A new quantitative ultrasound (QUS) can accurately identify patients with non-alcoholic fatty liver disease (NAFLD) and quantify hepatic steatosis, researchers report in the July issue of Clinical Gastroenterology and Hepatology. With further validation, QUS could be an inexpensive, widely used technique to screen the general or at-risk population for NAFLD.
The estimated prevalence of NAFLD in the US ranges from 17% to 51%; NAFLD is even more prevalent among individuals with severe obesity (90%), type 2 diabetes (69%), and older Hispanic men. Most cases are identified by liver biopsy, which is invasive, causes complications, and is unreliable for quantification of steatosis, due to sampling error and variations in pathologist interpretation. So, there is much interest in noninvasive methods to identify hepatic steatosis.
Steven C. Lin et al explain that in diagnosis of NAFLD, conventional ultrasonography is inaccurate and limited by operator dependency and low sensitivity and specificity values. Computerized tomography is limited by radiation exposure and inaccurate quantification of steatosis. Advanced magnetic resonance (MR) imaging techniques that measure the proton density fat fraction (MRI-PDFF) and MR spectroscopy can be used to quantify steatosis, but are expensive and not routinely accessible.

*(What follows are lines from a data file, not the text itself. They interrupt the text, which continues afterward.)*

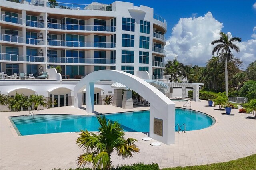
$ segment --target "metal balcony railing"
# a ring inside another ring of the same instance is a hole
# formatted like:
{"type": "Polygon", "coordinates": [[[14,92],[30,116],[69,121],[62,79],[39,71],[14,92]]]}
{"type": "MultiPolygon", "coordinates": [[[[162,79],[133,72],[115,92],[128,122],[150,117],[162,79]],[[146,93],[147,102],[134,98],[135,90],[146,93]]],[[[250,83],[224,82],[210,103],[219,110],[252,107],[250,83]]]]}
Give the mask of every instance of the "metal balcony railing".
{"type": "Polygon", "coordinates": [[[153,15],[153,18],[154,19],[155,19],[156,20],[161,21],[166,26],[167,26],[167,22],[166,22],[166,21],[163,17],[154,14],[153,15]]]}
{"type": "Polygon", "coordinates": [[[155,67],[164,67],[165,65],[162,62],[152,61],[152,66],[155,67]]]}
{"type": "Polygon", "coordinates": [[[24,23],[26,23],[26,26],[32,27],[44,28],[44,22],[30,21],[20,18],[15,17],[3,14],[0,15],[0,20],[20,25],[22,25],[24,23]]]}
{"type": "Polygon", "coordinates": [[[153,32],[153,36],[156,37],[156,38],[160,38],[165,41],[166,41],[166,39],[164,36],[155,32],[153,32]]]}
{"type": "Polygon", "coordinates": [[[116,59],[94,58],[75,58],[48,57],[47,62],[54,63],[72,63],[79,64],[115,64],[116,59]]]}
{"type": "Polygon", "coordinates": [[[51,22],[47,23],[47,28],[48,28],[66,30],[109,32],[116,31],[115,26],[68,24],[65,24],[52,23],[51,22]]]}
{"type": "Polygon", "coordinates": [[[157,53],[162,53],[162,54],[165,54],[165,52],[164,51],[164,49],[158,48],[158,47],[153,47],[153,51],[157,53]]]}
{"type": "Polygon", "coordinates": [[[87,47],[92,48],[115,48],[116,43],[85,42],[48,40],[48,45],[54,46],[87,47]]]}

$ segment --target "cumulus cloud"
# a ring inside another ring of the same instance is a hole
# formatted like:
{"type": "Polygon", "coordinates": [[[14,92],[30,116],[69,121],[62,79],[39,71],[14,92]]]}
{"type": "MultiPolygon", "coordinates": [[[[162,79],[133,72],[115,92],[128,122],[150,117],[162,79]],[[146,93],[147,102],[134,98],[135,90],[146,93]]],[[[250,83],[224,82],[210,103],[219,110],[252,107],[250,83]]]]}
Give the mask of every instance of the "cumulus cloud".
{"type": "MultiPolygon", "coordinates": [[[[214,46],[211,43],[220,38],[223,27],[223,23],[216,20],[210,12],[204,16],[180,18],[167,40],[165,61],[178,57],[178,61],[185,65],[205,65],[212,56],[214,46]]],[[[254,28],[254,31],[256,30],[256,26],[254,28]]],[[[231,36],[229,32],[228,36],[231,36]]],[[[244,62],[245,67],[256,59],[256,41],[250,40],[236,43],[240,48],[240,53],[234,52],[234,55],[244,62]]]]}

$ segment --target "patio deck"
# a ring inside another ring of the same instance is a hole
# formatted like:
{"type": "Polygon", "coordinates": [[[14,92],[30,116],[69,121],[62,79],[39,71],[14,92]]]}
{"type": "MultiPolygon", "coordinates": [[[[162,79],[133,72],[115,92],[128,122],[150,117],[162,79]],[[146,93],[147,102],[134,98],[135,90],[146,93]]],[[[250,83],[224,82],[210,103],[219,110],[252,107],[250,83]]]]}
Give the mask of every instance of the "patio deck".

QUS was developed to better characterize tissue microstructure by measuring fundamental acoustic parameters, including the backscatter coefficient (BSC). Lin et al explain that BSC is analogous (but not equal) to the qualitative echogenicity of tissue, which is used as a component for grading liver status in conventional clinical ultrasonography. Studies have shown the QUS findings to be highly reproducible and independent of operator and imaging system factors.
Lin et al therefore performed a prospective study to determine the accuracy of QUS in the diagnosis and quantification of hepatic steatosis in patients – the technique has already been shown to identify steatosis in animal models. Lin et al compared their findings with those from MRI-PDFF analysis. They explain that they used MRI-PDFF as the standard, rather than liver biopsy, because MRI-PDFF more accurately quantifies liver fat.
They performed PDFF and QUS analyses of 204 adults with NAFLD (MRI-PDFF, ≥5%) and without NAFLD (controls) on the same day. Subjects were assigned to training and validation groups.
Lin et al found the BSC values to correlate with measurements from MRI-PDFF (Spearman ρ = 0.80). In the training group, the BSC analysis identified patients with NAFLD with an area under the curve value of 0.98. The optimal BSC cut-off value identified patients with NAFLD in the training and validation groups with 93% and 87% sensitivity, 97% and 91% specificity, 86% and 76% negative predictive values, and 99% and 95% positive predictive values, respectively.
The authors conclude that their findings support the potential for noninvasive quantification of liver fat content. They explain that the QUS methodology overcomes previous limitations of conventional ultrasonography, because QUS parameters are estimated using a reference phantom and objective computer algorithms. The phantom reference addresses machine (transducer format, gain, dynamic range, focusing, frequency, and so forth) and operator dependencies, reducing both sources of variability.
Lin et al state that training of an experienced sonographer in QUS requires less than 1 hr. Because the QUS procedures and measures are platform-independent, it can be performed on any conventional ultrasonography scanner from any manufacturer. This accessibility, along with the advantages of QUS as a noninvasive and relatively cost-effective imaging technique, could allow QUS to be used in large-scale screens of the population and in clinical trials.